What This Automation Does
This workflow takes a video from a public link and makes a spoken narration audio automatically.
It solves the problem of writing scripts for videos which takes many hours.
You get a voiceover audio file from the video fast, with a script written by AI looking at the images.
Tools and Services Used
- OpenAI API: For generating narration scripts and text-to-speech audio.
- Google Drive API: To upload and store the final audio file.
- Python with OpenCV: To extract frames evenly from the downloaded video.
- n8n Automation Platform: To connect all steps in a workflow.
- HTTP Request node: To download the video.
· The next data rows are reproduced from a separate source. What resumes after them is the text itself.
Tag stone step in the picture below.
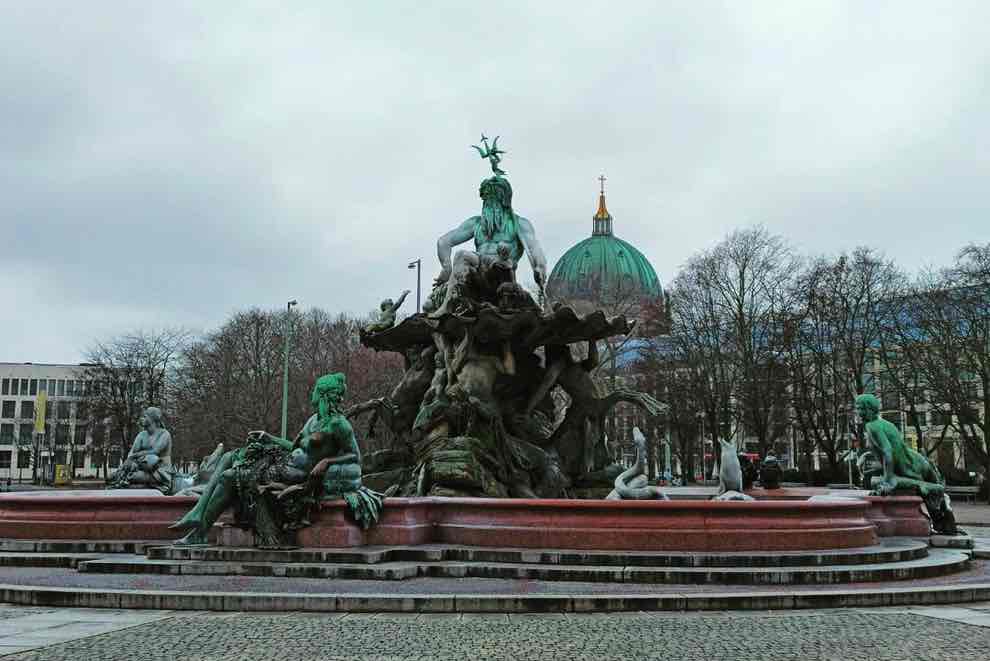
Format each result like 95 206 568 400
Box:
0 579 990 613
78 549 970 585
146 538 928 567
0 551 105 568
0 539 153 554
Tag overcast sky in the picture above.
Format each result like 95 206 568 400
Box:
0 0 990 362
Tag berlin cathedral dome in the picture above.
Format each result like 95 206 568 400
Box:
547 177 663 307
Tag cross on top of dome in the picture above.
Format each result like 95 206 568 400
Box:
591 175 612 236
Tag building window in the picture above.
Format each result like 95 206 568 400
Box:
932 411 952 427
959 409 980 425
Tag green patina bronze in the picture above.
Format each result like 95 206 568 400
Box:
348 141 662 498
172 373 382 547
856 394 956 534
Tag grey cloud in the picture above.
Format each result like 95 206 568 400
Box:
0 2 990 361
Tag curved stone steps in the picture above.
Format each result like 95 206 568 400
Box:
146 538 928 568
0 552 105 567
78 549 970 585
0 539 152 554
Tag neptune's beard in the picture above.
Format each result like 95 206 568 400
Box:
481 198 512 239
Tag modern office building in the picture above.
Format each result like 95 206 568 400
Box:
0 363 121 482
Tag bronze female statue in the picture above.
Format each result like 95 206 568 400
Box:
172 373 382 547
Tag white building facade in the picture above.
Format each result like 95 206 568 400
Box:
0 363 121 482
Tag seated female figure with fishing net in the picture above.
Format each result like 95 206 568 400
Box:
172 373 382 547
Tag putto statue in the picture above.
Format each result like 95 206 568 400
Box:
364 289 409 333
107 406 173 494
349 141 662 498
856 394 957 535
172 373 382 548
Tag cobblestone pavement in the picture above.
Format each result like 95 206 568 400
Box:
0 606 990 661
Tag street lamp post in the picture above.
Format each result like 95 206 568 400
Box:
409 259 423 314
280 299 296 438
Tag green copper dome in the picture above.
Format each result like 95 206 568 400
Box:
547 183 663 300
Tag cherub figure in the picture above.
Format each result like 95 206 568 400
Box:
364 289 409 333
471 133 505 176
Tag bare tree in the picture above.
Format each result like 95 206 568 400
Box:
671 227 798 453
785 247 903 477
173 308 402 457
80 329 189 476
882 244 990 496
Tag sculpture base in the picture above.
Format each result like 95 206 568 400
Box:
219 498 878 552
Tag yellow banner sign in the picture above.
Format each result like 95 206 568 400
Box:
55 464 72 485
34 390 48 434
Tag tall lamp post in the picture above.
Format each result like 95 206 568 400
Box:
409 259 423 314
280 299 296 438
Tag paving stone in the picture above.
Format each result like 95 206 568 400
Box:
0 609 990 661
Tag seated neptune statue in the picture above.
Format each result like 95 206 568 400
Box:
172 373 382 547
107 406 173 494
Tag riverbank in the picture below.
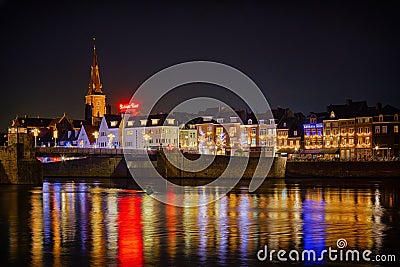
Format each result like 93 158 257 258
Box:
43 155 400 179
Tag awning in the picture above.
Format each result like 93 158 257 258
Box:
321 148 339 154
301 149 322 154
301 148 339 154
276 148 297 154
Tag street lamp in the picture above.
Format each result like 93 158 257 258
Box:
92 131 99 148
32 128 40 147
107 133 115 148
143 134 150 150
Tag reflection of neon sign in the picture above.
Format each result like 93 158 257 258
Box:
119 103 139 111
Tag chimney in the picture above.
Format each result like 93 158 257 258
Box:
376 102 382 111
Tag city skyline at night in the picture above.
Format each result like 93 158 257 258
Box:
0 1 400 130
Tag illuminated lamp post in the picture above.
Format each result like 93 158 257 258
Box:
92 131 99 148
53 130 58 147
32 128 40 147
107 133 115 148
143 134 150 150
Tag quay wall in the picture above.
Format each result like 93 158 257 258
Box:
43 157 129 178
0 143 43 184
43 153 286 178
286 161 400 178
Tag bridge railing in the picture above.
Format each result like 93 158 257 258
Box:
34 147 148 156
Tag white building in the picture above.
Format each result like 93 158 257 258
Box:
77 125 99 148
120 114 179 149
97 114 122 148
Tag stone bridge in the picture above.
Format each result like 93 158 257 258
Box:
34 147 148 157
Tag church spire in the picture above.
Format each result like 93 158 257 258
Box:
88 37 103 95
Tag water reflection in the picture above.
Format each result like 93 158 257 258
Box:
0 179 399 266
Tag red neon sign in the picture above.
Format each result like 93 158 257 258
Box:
119 103 139 110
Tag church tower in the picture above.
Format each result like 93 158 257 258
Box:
85 38 109 126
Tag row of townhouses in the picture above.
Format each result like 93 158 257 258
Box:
9 44 400 160
10 100 400 160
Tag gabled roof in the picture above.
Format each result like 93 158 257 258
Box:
78 125 99 144
104 114 122 129
125 114 179 127
60 130 79 142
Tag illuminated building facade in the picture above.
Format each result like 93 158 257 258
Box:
179 124 198 152
354 116 372 160
303 113 324 149
120 114 179 149
257 114 277 157
11 113 84 146
85 40 111 126
372 105 400 159
324 99 376 160
97 114 122 148
273 108 305 157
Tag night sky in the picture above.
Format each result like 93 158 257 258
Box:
0 0 400 130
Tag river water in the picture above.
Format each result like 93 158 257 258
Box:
0 179 400 266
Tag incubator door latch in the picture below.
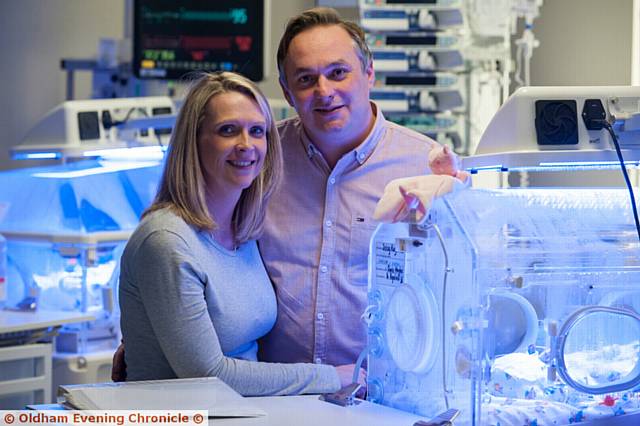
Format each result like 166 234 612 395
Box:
320 383 362 407
413 408 460 426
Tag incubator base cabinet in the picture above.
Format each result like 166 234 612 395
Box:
365 189 640 426
0 160 161 405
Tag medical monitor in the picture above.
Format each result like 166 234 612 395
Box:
133 0 267 81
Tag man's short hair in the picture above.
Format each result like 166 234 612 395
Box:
277 7 371 83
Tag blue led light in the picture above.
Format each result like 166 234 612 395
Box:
12 152 62 160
Workflow Input, Process, and Output
Inputs
- Video file accessed from a public URL.
Processing Steps
- Download video using HTTP Request node.
- Extract up to 90 evenly spaced frames from the video using Python and OpenCV in Code node.
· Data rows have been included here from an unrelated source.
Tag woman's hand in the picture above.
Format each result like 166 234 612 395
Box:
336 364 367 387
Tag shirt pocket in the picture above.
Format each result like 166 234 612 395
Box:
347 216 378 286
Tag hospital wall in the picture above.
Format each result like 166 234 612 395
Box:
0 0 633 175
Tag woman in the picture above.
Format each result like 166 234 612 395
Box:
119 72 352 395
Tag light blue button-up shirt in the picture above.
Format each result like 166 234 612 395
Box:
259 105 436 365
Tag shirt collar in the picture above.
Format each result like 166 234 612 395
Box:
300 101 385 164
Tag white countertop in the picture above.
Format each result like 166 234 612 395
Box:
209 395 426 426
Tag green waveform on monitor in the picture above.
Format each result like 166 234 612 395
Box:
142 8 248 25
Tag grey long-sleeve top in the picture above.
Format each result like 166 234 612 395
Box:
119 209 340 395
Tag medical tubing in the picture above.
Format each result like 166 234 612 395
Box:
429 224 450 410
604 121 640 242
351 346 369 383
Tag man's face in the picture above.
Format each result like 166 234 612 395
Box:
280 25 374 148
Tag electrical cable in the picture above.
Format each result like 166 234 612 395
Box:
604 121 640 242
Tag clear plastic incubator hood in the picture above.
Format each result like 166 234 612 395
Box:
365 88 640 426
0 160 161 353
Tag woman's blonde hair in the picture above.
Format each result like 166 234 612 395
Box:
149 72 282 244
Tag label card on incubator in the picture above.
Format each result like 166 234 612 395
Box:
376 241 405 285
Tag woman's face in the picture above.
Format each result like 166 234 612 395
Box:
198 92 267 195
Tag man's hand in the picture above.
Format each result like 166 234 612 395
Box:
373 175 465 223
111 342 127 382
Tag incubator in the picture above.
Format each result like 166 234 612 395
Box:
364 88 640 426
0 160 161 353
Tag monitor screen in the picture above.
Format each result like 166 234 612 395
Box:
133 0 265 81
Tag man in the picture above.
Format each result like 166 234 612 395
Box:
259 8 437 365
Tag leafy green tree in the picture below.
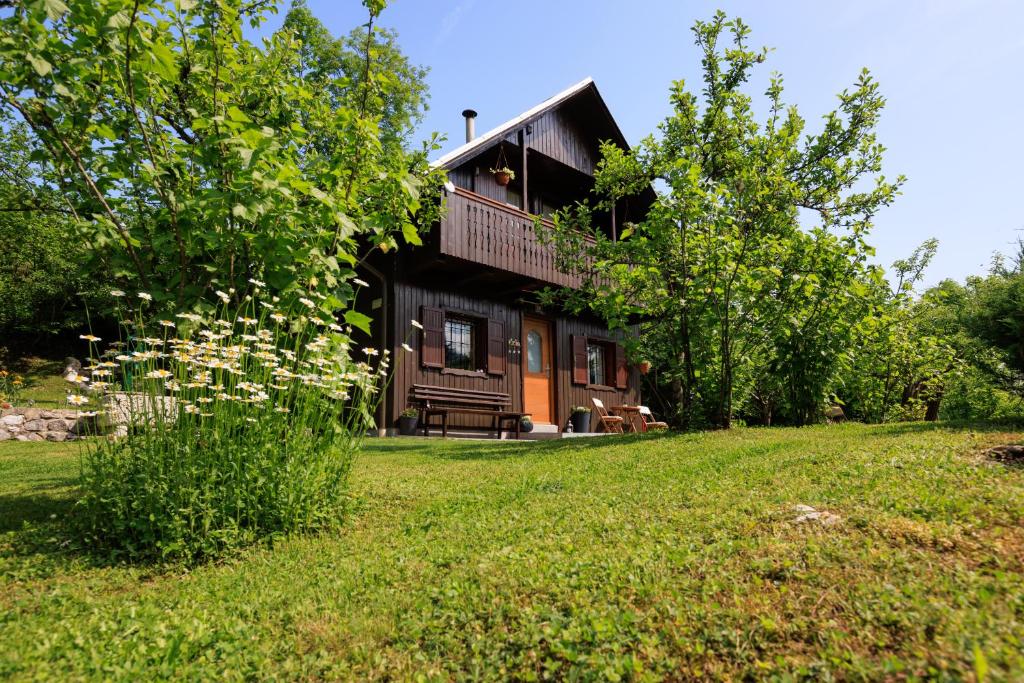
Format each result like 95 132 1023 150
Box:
283 0 428 148
0 0 439 326
540 12 902 427
963 241 1024 396
0 117 94 339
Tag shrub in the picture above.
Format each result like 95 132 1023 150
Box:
70 286 387 561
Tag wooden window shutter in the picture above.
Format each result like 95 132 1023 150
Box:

- Split frames into individual items for further processing.
- Batch frames into groups of 15 to fit language model token limits.
- Convert base64 frames to binary and resize images for AI input.
- Generate a continuous narration script in the style of a famous nature narrator using OpenAI’s multimodal GPT-4o LLM.
- Combine partial scripts into full narration text.
- Use OpenAI’s text-to-speech to make an MP3 voiceover from the script.
- Upload the final audio file to Google Drive for storage and sharing.
Output
- MP3 audio file with a voiceover narration of the input video.
Beginner Step-by-Step: How to Use This Workflow in n8n
Download and Import
- Inside the n8n editor, click the Download button on this page to get the workflow file.
- Import the workflow file via the “Import from File” button in n8n.
Configure Credentials and Settings
- Add your OpenAI API Key in the credentials section to allow script generation and TTS.
- Add Google Drive API credentials to upload the voiceover audio.
- Check and update any IDs like Google Drive folder ID or email/channel fields if applicable.
- If URLs, prompts, or code snippets appear in the input fields, copy and paste exactly from the description to these fields.
Test the Workflow
- Click the Manual Trigger node (Manual Trigger) and run the workflow once.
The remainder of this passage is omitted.